2)元はじまりの過去から世界一れつまでの長く広い時間・空間に比べる と「万分の一」ほどの偏狭な意識しかないこと。
3)教祖ひながたや教理の「万分の一」しか現代に生かせず広めていない こと。「世界たすけ」とか「この世治める」という立派なスローガンと、
  教会の最終目標があまりにも小さく、かけ離れていること。
「さあ/\遠からず(往還の)道見える。遠からず(神一条の)理が分かる。遠からず分かる事知らずして、応法世界の理に押され/\、だん/\根気尽くし罪重ね、心一ぱい働き(をしても)、働き損になってはならんで。これをよう聞き分け。一日の日を以て尋ねた理のさしづ(を棚上げして)、(道が)栄えると思うか/\、栄えると思うか。さあ/\栄えるか。栄えると思えば、大いに取損ない」
                        (明治34.2.4)
 この神示については説明するまでもなく神意は明らかでありましょう。まさに天理教の現状を預言されたものと受け取ることができます。
 事実、明治の末から大正にかけて、最盛期の教勢と比べると、信者数は多く見積もっても10分の1になっています。それどころか「ようぼく講習会」が全国各地で開催されても参加者は30万人前後に止まり、「天理時報」の発行部数が12万部前後というのが実質的な数字のようです。
 現在、教会につながっているようぼくは、いわば生き残りだからこそ貴重な価値と役目をもつ存在であり、親神様・教祖から期待されていると再認識し、使命を自覚することが必要ではないでしょうか。

 <一体意識と信仰の自立に目覚めよう>
 

 それもこれもハードが古くて欠陥があり、ソフトが適合しないために機能しない状態に陥っているからです。あるいはソフトとハードが二重になってトラブっているからでしょう。
 それでは、一教会、一ようぼくとしてはどうすればいいのでしょうか。
1) 上からの指示(打ち出し・通達)を鵜呑みにせず、教祖の教えと矛盾していないかどうか自分で思案し判断する。
2)納得のいかない指示は所属のようぼく・信者に伝えない。
3)自分のにをいがけ・おたすけ活動に必要な布教費まで上へ運ばない。
4)上から下へ、教会からようぼくへ尽し運び、修理丹精してこそ成人できる。
5)目上によく思われたいという人間一条の心を捨てる。
6)原典を常に拝読して親心と教理を体得し、神様ひとすじに心を向ける。
 このように信仰の自立ができない場合、人間関係のストレス・板挟み・不足不満が積み重なって、必ず身上に知らされる結果となるでしょう。
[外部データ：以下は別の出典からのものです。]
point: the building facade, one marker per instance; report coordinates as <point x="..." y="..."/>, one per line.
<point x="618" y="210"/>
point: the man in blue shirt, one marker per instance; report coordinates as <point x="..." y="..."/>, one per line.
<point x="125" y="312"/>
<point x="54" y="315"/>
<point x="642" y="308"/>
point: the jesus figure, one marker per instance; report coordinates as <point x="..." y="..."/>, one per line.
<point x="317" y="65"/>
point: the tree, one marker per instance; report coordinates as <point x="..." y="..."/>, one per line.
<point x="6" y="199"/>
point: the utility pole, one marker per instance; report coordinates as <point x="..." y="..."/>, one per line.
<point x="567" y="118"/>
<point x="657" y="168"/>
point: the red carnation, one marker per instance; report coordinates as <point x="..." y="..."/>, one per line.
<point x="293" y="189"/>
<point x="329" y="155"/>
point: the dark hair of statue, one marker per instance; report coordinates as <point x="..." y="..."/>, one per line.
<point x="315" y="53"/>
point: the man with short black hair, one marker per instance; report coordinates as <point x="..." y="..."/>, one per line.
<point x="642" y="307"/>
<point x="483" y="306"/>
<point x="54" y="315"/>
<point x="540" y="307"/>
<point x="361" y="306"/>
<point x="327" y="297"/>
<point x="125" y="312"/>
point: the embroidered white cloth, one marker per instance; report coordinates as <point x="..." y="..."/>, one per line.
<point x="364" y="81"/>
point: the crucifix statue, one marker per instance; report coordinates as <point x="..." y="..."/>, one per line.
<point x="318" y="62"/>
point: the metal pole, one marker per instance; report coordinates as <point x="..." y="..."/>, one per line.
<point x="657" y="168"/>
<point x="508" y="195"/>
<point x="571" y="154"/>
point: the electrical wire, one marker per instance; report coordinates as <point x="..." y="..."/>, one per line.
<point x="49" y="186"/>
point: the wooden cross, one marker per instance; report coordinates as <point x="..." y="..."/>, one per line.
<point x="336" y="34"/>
 親神様・教祖が一番残念に思われることは、本当のソフトとハードを知らないままに教会を離れ信仰まで失ってしまうことに違いありません。
 じつは理想となるソフトとハードは自分の体と心にあるのです。
 ハードとは形あるもの(構造)、ソフトとは目に見えない理のはたらき(機能)と定義しますと、生きている身体は最も完全なハードであり、体内を守護されている理はソフト・システムに違いありません。
 したがって、健康な身体と合致したハード・システムを構築すれば、最も理想的な組織体制をつくることができるのです。世の中の森羅万象の形をもつハードはすべて、元となる理のソフト・システムで成り立っているのです。
 
 しかし組織全体が理想のハードになっていないからといって、自分自身のハード(体)やソフト(心)を無視してよいわけではありません。
 神様は身体を生かすために一刻の休みもなく掃除して下さっています。ゴミやホコリにあたる老廃物を仕分けして排泄する「飲み食い出入り」のご守護がなければ直ちに命はなくなるからです。それと同じように心のホコリを常に掃除しなければ、心身ともに健康が保てないのは当然です。体を守護されている理に心の理を合わせれば、心身ともに一体になることができるのです。これを仮に「一体意識の自覚」と呼びたいと思います。
 それ故に、全体のハードはどうであれ、まず個々の心遣いというソフトを理に合わせて、陽気づくめの境地に参入する努力を積み重ねることが、親神様・教祖に受け取って頂ける生き方となるでしょう。

 この文書を作成し送呈します趣旨は、単に教会制度を批判するためではなく、1人でも多くの方々に、天理教の歴史と現実を知って頂き、1人ひとりが親神様・教祖と向き合って如何に通るべきかを思案して頂きたい一心からであります。
 そのために参考となる資料として、筆者が50年にわたって思案してきた結論をまとめた小著を最後の頁に紹介させて頂きますので、参考に一読して下さることを期待しております。これらの著作はいずれも、教内出版機関による内容の検閲や削除を避けるため自費出版の形をとっています。
 最後までお読み下さいまして心より御礼申し上げます。
                        (2008.10.26)

(筆者略歴)

昭和7年(1932)奈良県生まれ。教会青年、単独布教、青年会本部勤務を経て 立命館大学哲学科(心理学専攻)卒業。 図書館司書。その間 住所の移転は9回に及ぶ。41歳で天理市内へ移転した事情教会を継ぐ。文書伝道を志し、みさと編集室を設置。IT普及に伴い情報発信の道具としてホームページを開設、現在に至る。

(主な著作)
『おさしづに啓示された理の研究・全6部』
『教祖ひながたと現代』
『元の神・実の神』  (いずれもみさと編集室刊)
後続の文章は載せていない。